During Vance’s podcast appearance last Monday, White House Deputy Chief of Staff for Policy Stephen Miller disclosed that one of the final messages Charlie Kirk sent him urged the Trump administration to develop a strategy to counter left-wing organizations promoting violence. Miller declared, “I will write those words on my heart and I will carry them out.”

The threats emanating from Vance and a senior Trump official caused alarm among many of the nation’s major philanthropic organizations. In response, 158 philanthropic organizations published an open letter Wednesday, asserting that political violence “has no place in our democracy” and that organizations “should not be attacked for carrying out their missions or expressing their values in support of the communities they serve.” The letter’s signatories included both the Ford Foundation and Open Society Foundations, alongside other prominent charitable organizations such as the Robert Wood Johnson Foundation, the Mellon Foundation, and the Bush Foundation. The letter concluded by stating, “Attempts to silence speech, criminalize opposing viewpoints, and misrepresent and limit charitable giving undermine our democracy and harm all Americans.”

Patrick G. Eddington, a senior fellow at the Cato Institute, noted a lengthy history of political figures improperly deploying the IRS for political purposes. He wrote in an email, “The IRS has been misused repeatedly for politically motivated audits/reviews from the McCarthy era onwards.” Eddington cited the controversy surrounding IRS audits of various Tea Party groups as a more recent example, with many groups alleging they were unfairly singled out. The Trump administration reached a settlement over the IRS investigations in 2017.
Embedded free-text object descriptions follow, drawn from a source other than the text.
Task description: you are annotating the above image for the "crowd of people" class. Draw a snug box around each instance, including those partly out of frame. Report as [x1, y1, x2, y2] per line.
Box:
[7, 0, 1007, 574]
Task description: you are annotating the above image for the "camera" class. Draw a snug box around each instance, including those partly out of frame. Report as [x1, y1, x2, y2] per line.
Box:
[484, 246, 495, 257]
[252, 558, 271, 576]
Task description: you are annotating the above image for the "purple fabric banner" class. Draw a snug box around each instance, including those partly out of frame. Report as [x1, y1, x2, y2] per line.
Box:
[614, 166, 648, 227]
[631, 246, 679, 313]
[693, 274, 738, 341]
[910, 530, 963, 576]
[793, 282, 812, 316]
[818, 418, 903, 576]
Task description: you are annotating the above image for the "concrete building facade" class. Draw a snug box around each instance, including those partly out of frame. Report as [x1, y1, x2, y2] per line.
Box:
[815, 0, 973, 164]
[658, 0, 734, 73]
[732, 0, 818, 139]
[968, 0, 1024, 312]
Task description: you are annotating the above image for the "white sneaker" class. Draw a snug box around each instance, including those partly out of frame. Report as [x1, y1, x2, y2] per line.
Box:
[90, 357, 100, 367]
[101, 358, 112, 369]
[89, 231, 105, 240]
Congress was sufficiently concerned about White House involvement in IRS activities to pass a law in 1998 explicitly prohibiting “executive branch influence over taxpayer audits and other investigations.” The law makes it illegal for a President, Vice President, or any employee in their offices “to request, directly or indirectly, any officer or employee of the Internal Revenue Service to conduct or terminate an audit or other investigation of any particular taxpayer with respect to the tax liability of such taxpayer.”